In my case it was frustrating. As a critic, whenever I have to rate a sports game, I place a lot of emphasis on the exhibition mode. After all, when you pick up a copy of your favorite franchise, you're probably looking to embarrass and abuse your friends with replays of your amazing athletic exploits. I naturally decided to replay the Bulls-Celtics series from last year's playoffs. Though the series was relatively close in reality (at least in part because of the conspicuous injury-inspired absence of Kevin Garnett), apparently the powers-that-be in the NBA Live universe make all their decisions based on higher seeds (PS, I'd love to see their brackets for March Madness 2010).
The game began realistically enough; Joakim Noah managed to drop a few lay-ups and Derrick Rose managed to control the tempo with scattered jumpers. Other than that our defense and offense were underwhelming - made sense to me. Of course, the Celtics got off to an early lead built off a 10-2 opening run, but it was the rest of the game that really put me off of the 'Live' experience. For the next seventeen minutes, I watched in a mix between embarrassment and dismay as Ray Allen drained three's ad nauseum and my defenders managed to allow a consistent hole in the lane.
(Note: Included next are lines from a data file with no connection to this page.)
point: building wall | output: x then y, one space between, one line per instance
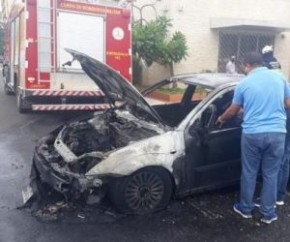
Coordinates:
193 18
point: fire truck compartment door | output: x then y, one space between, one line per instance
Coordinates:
81 32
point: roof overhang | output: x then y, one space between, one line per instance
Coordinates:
247 25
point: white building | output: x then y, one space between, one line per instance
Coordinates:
217 29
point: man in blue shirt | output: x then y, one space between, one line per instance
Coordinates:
262 94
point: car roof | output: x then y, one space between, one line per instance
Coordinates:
208 80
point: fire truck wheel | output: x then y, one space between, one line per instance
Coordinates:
22 108
7 89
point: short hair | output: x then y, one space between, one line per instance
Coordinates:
253 59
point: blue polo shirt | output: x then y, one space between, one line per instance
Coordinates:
262 94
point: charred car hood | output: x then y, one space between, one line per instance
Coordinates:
116 88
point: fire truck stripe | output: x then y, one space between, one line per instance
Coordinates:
66 93
57 107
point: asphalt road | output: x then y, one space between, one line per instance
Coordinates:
204 217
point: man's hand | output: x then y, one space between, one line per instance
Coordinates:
220 121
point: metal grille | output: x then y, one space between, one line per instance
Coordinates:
237 44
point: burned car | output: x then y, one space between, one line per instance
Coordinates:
139 155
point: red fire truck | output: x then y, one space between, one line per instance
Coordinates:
37 33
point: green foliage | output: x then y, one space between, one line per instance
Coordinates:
152 43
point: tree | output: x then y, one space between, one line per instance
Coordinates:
152 43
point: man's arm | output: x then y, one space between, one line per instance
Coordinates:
229 113
287 102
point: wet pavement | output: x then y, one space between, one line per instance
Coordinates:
205 217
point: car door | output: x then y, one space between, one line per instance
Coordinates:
213 152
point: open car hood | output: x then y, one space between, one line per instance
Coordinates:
115 87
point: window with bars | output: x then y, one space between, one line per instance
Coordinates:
237 44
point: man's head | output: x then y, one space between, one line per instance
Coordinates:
251 61
267 49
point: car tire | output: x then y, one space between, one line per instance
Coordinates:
145 191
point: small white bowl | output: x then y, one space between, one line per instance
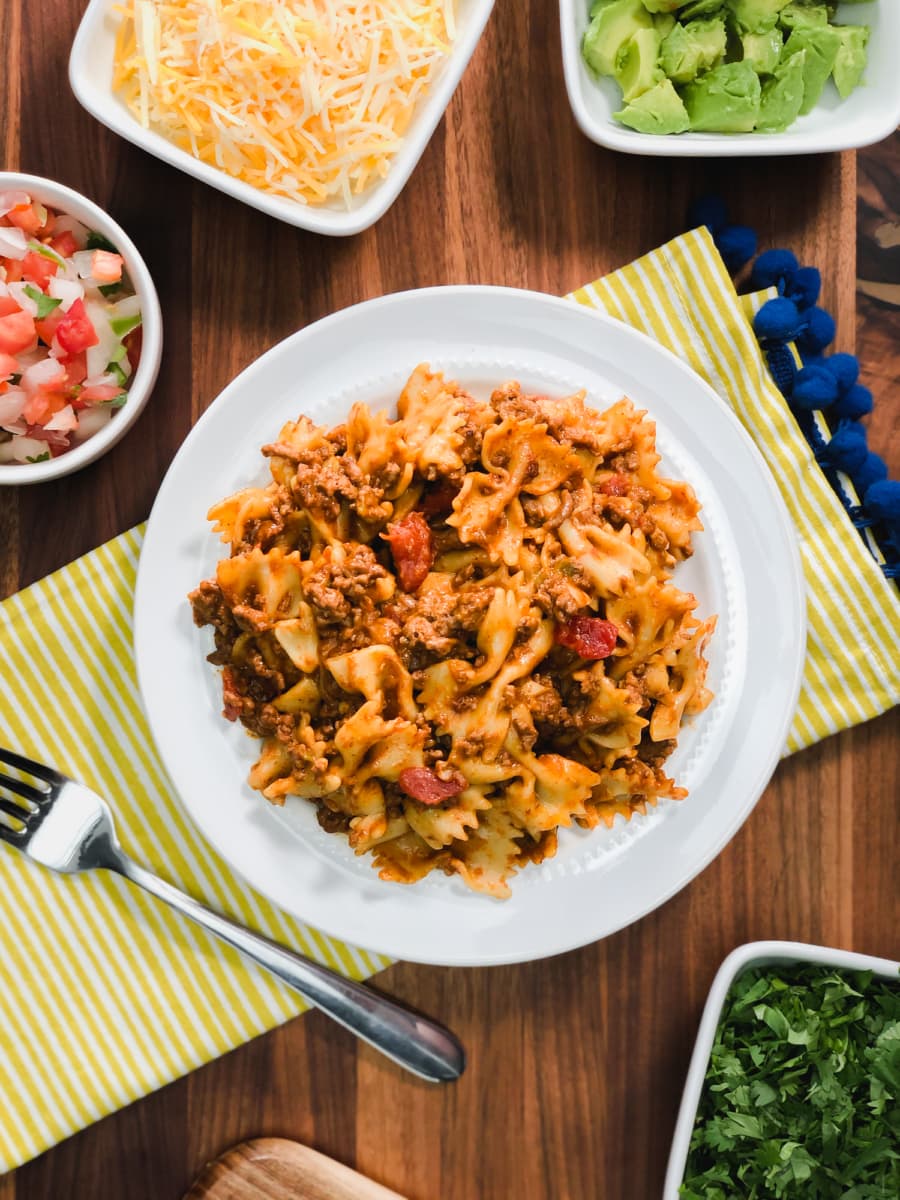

This kind of superstar supremacy is common among EA SPORTS games, but it's in rare form in Live 10. It was more common to see extreme plays (i.e., Kevin Garnett leaping from the free throw line to pull a rebound over two forwards and a center boxing out) than it was to see a simple, effective pick and roll. Those looking for a realistic NBA experience should look elsewhere.
Running plays, playing off ball, and getting open for the pass takes a backseat to grabbing you're team's franchise player and gunning your way to victory. While this isn't as easy as in previous years' 'Live' games, it is definitely a viable tactic. A competent gamer with a good NBA guard for instance could take over a game without much effort, Kobe ended up scoring about 75% of his team's points in the aforementioned game, not unheard of, but not all that common. What's more difficult to swallow is the fact that even mediocre players (Andrew Bynum and Jannero Pargo) can be ridiculously efficient in the right hands. I'm not sure how to deal with the problem, but then again I haven't had over a decade and a half of fan support to find my development legs, either. This many years on the market you'd think EA would find a way to make a sincere effort in the one aspect of their game design that seems unchanged.